What is needed is money and a structure to target research and assign priorities. The funds could be come from general tax receipts-as do the funds for the National Institutes of Health. Or the research could be financed by a small tax paid by industry. I believe that consumers would be willing to pay an extra amount to insure they got a product that might benefit their health rather than harming it. The policy problem is to figure out how to get the necessary scientific testing done. The solution is not to expose more Americans to untested and possibly ineffective or harmful compounds.
Finally, I would like to address the issue of the FDA and experimental cancer treatments. My main concern is that there is already too much experimental treatment of cancer patients-rather than not enough.

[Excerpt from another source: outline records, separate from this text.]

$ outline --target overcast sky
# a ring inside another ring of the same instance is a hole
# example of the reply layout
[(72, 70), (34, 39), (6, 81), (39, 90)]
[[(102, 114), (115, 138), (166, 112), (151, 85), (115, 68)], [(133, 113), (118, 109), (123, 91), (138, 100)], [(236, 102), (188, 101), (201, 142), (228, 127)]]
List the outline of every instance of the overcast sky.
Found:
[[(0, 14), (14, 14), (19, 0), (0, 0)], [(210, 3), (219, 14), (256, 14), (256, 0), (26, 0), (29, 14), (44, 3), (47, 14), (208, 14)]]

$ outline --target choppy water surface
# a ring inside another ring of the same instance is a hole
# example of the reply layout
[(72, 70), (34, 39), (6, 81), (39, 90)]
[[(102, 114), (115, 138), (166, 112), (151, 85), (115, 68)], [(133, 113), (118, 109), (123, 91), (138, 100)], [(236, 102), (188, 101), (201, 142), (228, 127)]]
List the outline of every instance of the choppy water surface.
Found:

A survey by the General Accounting Office showed that 23 percent of all cancer patients receive an experimental treatment; another GAO study estimated that about 56 percent of cancer patients receive a drug for off-label use-which can be considered quasi-experimental use of an approved drug.7 8 Despite the billions we spend on research and treatment, the mortality rate from cancer is higher today than it was in 1970, despite dramatic declines in most other major causes of death. 9 The use of so much experimental treatment may be one important reason we have had such disappointing results. Does the US Congress want to expose more patients to experimental cancer agents without the safeguards required for formal National Cancer Institute protocols or human drug testing studies under FDA supervision?
Finally, some people seem to believe that heartless FDA bureaucrats are somehow keeping valuable drugs away from people in life or death situations. I have published articles and books filled with criticism of the FDA, detailing many failings and numerous ways it could do a better job. But I also am here to testify that after 20 years in Washington I have not found a group of more capable public servants more sincerely dedicated to protecting the American public. By the large, they work at a thankless task under very difficult circumstances, and I for one, have great respect for their efforts.
In conclusion, I believe the central issue before the committee today is not access to treatment, but assuring that the proper and necessary drug testing is conducted to insure that both mainstream medical therapies and alternative medicines help rather than harm people. That is easier said than done. But with sound public policies, we can move towards this goal. However, if Congress abandons the essential safeguards of drug testing, there is no limit to the harm that may occur.